Katharina arranges an interview with Tötges. According to Katharina, upon his arrival he suggests that they have sex, whereupon she shoots him dead. She then wanders the city for a few hours before driving to police headquarters and confessing to Moeding.
The book also details the effects of the case on Katharina's employers and friends the Blornas; Mr Blorna is her lawyer, and Mrs Blorna one of the designers of the apartment block where Katharina resides. Their association with Katharina leads to their exclusion from society.
The story is written from a first-person plural perspective. That is, the narrator is, as it were, presenting a confidential report to the reader on the basis of sources. The technique is documentary, as with Group Portrait with Lady, but with a much more disciplined focus on essentials. The reader is sometimes left to infer who the sources are for many of the reports, and even to wonder whether the narrator may not be one of the characters in the novel.

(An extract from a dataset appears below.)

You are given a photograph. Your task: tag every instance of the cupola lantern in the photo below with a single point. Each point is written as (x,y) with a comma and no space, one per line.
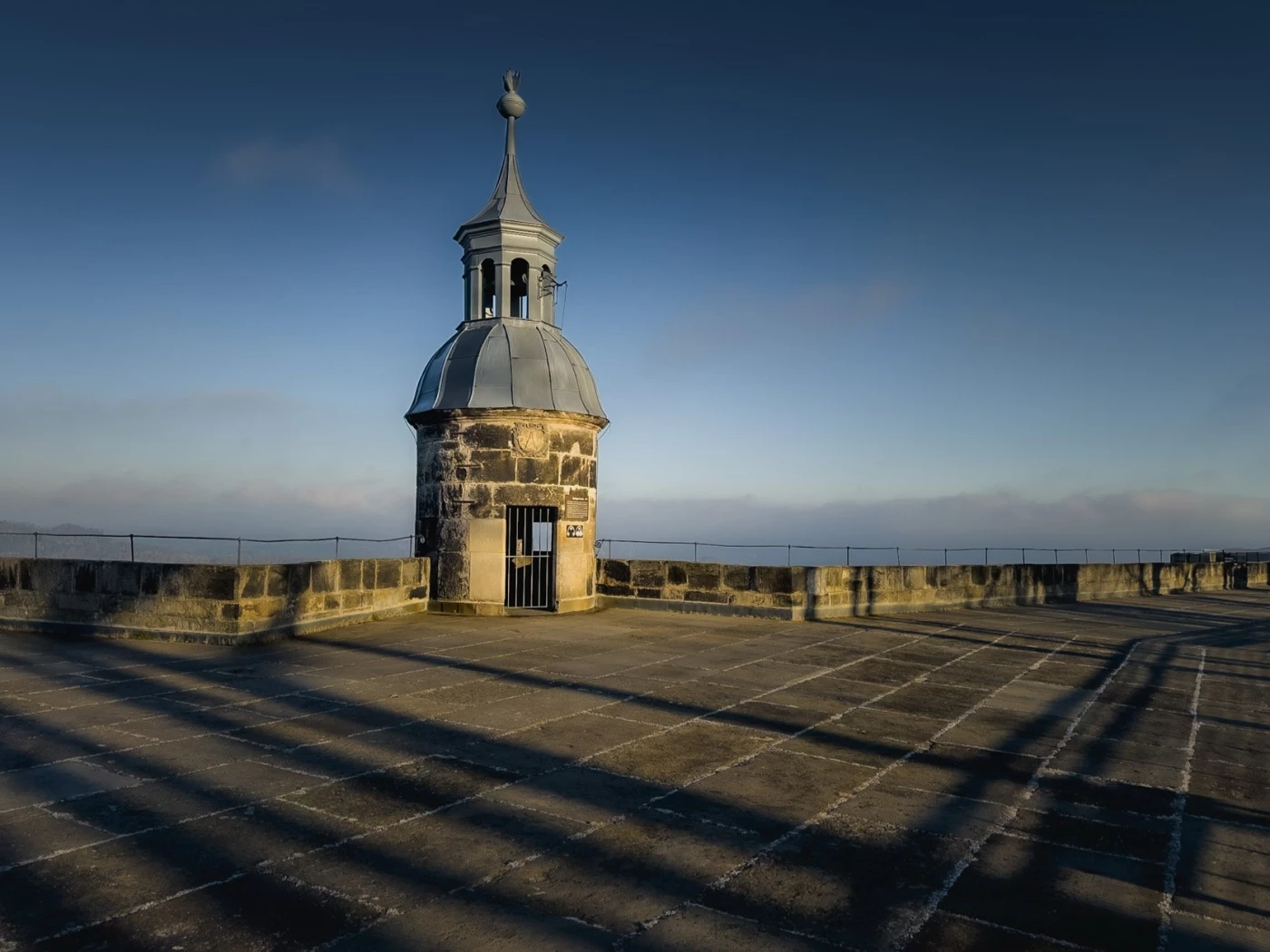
(507,422)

This technique avoids the use of character-zoning by an omniscient narrator who assumes the authority to enter the minds of his characters. Instead, the narrator is reduced to a dependency on characters and the information they impart. The narrator becomes a researcher and critic of his source material, and in this novel is implicitly contrasted with the journalists who irresponsibly distort their sources. The attack on vulgar journalism is thus mounted from the perspective of a narrator whose moral authority is enhanced by the use of the 'regal' first-person plural form.